As we’ve read already in Nahum 1-2, God’s judgment on Ninevah was mostly due to their extreme violence. Remember that God’s law–imprinted in our consciences and written in his word–is the standard by which we are judged. It is impossible to keep the law of God because of our sin natures but that does not exempt us from accountability to the Lord and judgment by the Lord for breaking his laws. What our inability to keep God’s laws requires is his grace. Christ secured that grace by taking our penalty on the cross and he forgives us by grace when we trust in Christ’s cross-work for us.
So the kings and people of Nineveh were responsible before God and guilty before him for all the nations they attacked without cause and the soldiers and civilians who were killed by their military aggression.

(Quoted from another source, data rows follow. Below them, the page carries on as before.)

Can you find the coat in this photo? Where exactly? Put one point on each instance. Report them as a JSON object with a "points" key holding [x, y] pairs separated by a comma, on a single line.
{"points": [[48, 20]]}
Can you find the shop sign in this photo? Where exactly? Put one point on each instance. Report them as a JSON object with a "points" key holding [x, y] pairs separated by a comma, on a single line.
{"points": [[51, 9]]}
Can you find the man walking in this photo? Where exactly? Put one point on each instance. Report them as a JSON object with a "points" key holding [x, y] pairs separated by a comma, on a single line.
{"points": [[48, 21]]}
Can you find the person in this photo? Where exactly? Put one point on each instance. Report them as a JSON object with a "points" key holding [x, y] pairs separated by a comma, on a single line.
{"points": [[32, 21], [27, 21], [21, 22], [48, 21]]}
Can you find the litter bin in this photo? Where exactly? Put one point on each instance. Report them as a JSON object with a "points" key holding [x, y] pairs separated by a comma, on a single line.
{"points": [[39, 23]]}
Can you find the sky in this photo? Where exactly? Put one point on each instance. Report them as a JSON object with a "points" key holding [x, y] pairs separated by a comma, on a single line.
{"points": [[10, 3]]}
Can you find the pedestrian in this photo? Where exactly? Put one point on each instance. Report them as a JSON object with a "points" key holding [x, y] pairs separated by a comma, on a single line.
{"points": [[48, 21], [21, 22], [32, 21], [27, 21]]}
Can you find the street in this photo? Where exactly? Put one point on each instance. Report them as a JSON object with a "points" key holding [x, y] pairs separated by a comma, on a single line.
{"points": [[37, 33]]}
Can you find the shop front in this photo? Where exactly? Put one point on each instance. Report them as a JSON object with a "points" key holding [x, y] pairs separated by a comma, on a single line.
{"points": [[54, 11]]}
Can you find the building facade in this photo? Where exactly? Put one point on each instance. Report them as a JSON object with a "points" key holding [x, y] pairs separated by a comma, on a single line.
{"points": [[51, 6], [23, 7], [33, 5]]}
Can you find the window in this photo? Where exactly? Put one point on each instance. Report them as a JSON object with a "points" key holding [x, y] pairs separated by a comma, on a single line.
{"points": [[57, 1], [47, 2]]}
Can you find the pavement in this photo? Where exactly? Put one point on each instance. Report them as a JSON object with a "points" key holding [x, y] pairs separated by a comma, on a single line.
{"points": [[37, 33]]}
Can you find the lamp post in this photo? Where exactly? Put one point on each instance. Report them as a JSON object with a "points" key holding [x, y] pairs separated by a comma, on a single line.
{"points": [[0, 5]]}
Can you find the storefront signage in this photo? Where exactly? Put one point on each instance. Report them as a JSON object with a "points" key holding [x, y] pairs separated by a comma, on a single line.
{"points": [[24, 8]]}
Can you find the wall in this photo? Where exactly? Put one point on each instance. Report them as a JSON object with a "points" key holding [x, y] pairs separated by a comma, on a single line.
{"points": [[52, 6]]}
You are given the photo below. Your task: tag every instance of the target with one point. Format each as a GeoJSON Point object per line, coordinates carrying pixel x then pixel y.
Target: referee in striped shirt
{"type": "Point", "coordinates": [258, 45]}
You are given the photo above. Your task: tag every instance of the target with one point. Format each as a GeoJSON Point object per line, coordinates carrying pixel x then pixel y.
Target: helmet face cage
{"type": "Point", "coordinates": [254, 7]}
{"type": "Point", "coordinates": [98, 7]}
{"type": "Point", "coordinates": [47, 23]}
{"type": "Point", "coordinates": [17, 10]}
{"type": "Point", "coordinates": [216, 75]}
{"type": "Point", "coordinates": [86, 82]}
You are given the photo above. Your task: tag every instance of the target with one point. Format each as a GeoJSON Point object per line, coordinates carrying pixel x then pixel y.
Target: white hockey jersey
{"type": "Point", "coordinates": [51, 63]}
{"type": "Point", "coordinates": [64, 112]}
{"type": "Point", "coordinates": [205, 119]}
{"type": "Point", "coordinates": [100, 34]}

Verse 1 here in Nahum 3 describes this city as “the city of blood.” Verses 2-3a vividly depict their powerful armies and verse 3b detailed the results of their attacks: “Many casualties, piles of dead, bodies without number, people stumbling over the corpses…” Verses 5-19 warn this wicked city and her king (v. 18) of God’s impending humiliation (vv. 4-7) and defeat of Nineveh. The prosperity that the Assyrians enjoyed at that moment would be stripped from them like locusts decimating a farm (vv. 16-17).
Warfare and tyranny run through the history of humanity. As “civilization” has advanced, technology has improved our lives and, simultaneously, made the killing and destruction of war more efficient and massive.
We should consider how our country wages war. Although we do not take over countries and enslave them the way that the Assyrians did, it is my opinion that the American presidents are far too quick to drop bombs on and send troops into other nations. Our leaders use military might to advance their political agendas. In the process, they have sacrificed too many American soldiers, too many soldiers from foreign lands who were forced into service by their government or merely wanted to defend their land against our invading armies, and too many civilians.
Passages like this one in Nahum call world leaders to be careful about waging war and to repent for wars that were and are unjust. As American citizens, we should do what we can to hold our leaders accountable for how recklessly and needlessly they wage war and provide weapons to foreign governments. God is watching; if he held Nineveh accountable for her unjust wars, what will he do to us?